Sunday, 22 September 2013

.remarkable friends.


dear liza.
in this letter, i want to talk about a few things. the first one is remarkable friends.

remarkable friends are friends who sacrifice.
what makes them remarkable is their ability to lay aside whatever is personally plaguing them, listen to another, and without any selfish incentive, offer love, concern, and advice. they put off homework, personal time, and comfort to make themselves available when someone they know needs help, or just someone to listen to them.

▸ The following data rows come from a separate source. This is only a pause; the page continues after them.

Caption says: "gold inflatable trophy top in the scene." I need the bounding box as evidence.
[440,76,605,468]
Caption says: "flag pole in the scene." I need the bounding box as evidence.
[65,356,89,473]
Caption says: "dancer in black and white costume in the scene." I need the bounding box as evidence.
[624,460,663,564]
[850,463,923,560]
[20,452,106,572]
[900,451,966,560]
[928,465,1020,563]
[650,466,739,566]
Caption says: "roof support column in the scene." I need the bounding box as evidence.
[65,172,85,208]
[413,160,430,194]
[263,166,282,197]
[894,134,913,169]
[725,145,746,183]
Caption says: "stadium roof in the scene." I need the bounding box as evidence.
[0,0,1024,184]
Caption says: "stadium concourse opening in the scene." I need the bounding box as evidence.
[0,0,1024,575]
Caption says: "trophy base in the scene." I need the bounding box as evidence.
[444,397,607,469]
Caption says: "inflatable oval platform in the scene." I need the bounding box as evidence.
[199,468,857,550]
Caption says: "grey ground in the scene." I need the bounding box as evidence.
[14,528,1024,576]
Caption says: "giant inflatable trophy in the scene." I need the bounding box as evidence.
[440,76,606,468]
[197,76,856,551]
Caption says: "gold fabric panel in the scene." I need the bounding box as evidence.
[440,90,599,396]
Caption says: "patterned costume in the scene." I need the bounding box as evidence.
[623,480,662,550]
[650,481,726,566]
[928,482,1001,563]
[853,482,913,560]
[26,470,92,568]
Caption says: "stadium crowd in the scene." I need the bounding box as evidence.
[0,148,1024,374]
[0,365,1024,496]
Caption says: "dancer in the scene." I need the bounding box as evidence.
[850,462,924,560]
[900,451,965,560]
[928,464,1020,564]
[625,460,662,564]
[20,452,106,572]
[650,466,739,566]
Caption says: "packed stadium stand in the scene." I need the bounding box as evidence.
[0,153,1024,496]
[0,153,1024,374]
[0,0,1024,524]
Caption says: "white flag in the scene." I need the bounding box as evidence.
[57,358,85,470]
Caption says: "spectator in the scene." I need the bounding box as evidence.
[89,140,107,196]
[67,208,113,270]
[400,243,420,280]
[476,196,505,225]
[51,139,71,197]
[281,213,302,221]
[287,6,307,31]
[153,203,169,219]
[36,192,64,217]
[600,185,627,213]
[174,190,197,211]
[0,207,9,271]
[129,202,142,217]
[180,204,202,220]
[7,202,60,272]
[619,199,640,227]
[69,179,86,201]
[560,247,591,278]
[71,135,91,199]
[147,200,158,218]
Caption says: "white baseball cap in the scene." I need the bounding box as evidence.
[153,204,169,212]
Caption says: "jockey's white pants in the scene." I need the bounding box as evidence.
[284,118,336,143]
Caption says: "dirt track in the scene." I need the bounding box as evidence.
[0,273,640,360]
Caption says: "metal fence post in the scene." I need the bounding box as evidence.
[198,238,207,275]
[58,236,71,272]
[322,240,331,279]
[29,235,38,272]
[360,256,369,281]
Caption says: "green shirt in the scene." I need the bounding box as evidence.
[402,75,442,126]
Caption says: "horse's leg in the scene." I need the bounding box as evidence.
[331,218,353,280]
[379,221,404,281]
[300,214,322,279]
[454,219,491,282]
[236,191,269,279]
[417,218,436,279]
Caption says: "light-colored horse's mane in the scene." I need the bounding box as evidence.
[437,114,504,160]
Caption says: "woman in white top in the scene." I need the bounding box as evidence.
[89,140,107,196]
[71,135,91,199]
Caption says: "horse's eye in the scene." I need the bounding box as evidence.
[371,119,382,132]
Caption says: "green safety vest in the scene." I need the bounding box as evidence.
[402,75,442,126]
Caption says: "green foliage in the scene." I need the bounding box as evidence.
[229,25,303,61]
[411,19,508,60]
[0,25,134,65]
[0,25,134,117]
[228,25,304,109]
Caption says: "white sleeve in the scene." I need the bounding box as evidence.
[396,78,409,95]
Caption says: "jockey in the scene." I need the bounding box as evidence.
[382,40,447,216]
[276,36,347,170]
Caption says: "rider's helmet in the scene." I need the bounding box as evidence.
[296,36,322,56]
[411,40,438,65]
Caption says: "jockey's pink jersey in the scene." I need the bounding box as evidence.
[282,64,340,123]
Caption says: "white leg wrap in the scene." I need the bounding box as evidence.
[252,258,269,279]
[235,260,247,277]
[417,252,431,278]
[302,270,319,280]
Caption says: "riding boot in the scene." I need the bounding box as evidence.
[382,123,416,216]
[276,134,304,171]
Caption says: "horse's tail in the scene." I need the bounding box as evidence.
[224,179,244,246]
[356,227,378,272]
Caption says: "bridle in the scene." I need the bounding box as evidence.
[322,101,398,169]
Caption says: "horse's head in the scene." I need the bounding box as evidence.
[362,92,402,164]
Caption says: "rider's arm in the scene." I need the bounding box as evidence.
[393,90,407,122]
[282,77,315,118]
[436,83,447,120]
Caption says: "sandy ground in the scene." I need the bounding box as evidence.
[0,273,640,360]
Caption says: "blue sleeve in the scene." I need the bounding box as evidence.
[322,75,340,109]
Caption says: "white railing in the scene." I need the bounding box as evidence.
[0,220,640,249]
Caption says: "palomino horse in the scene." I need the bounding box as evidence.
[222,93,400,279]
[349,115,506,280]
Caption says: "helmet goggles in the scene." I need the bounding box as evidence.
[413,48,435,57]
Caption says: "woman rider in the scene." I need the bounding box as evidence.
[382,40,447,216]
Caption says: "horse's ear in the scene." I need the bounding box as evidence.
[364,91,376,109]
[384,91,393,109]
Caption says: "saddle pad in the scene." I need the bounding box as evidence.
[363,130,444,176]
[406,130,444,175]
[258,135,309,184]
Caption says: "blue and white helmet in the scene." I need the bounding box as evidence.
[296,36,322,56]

remarkable friends are loyal.
they remember the ways that they connected with each person, and go to great lengths to preserve every relatable conduit between them. they worry about others and their welfare. they pray for them. even when they rarely see or hear from some people, they think of them fondly and often, and hold special places in their heart and mind for each.

remarkable friends listen first.
they always turn the conversation back to you, no matter how hard you try to stop them. they try to place themselves in your shoes and tear up when you tear up. they laugh at even your silly and less-than-clever jokes. and they make you feel like being honest about how you really think and feel is not only ok, but valued. they see the darkest sides of you, but only offer to light another candle in the corner rather than decry the lack of light. they make you feel not only good about who you are, but that being you is one of the world’s most desirable blessings. their love for you often exceeds your own love for yourself, and in many ways, they show you real love, forgiveness, and Christianity in a way that transcends pulpit-doctrine and bleeds into emotional and conversational interactions.

have you ever had a remarkable friend? they are pearls in your life that you hope never end their selfless affection. i have had very few. you are one of them.
oh, my my my.
it’s one thing to have a boy tell you that he loves you.
he whispers flattering words of your beauty, talent, wit, intelligence.
but it’s hard to forget a boy who knows your essence.
he speaks to, treats, and sees you like the person you’ve always wished you could be.
you’re wondering how you ever got so lucky.
because, in reality, they are the remarkable friend.
it’s hard to forget a boy who knows how to compliment your soul.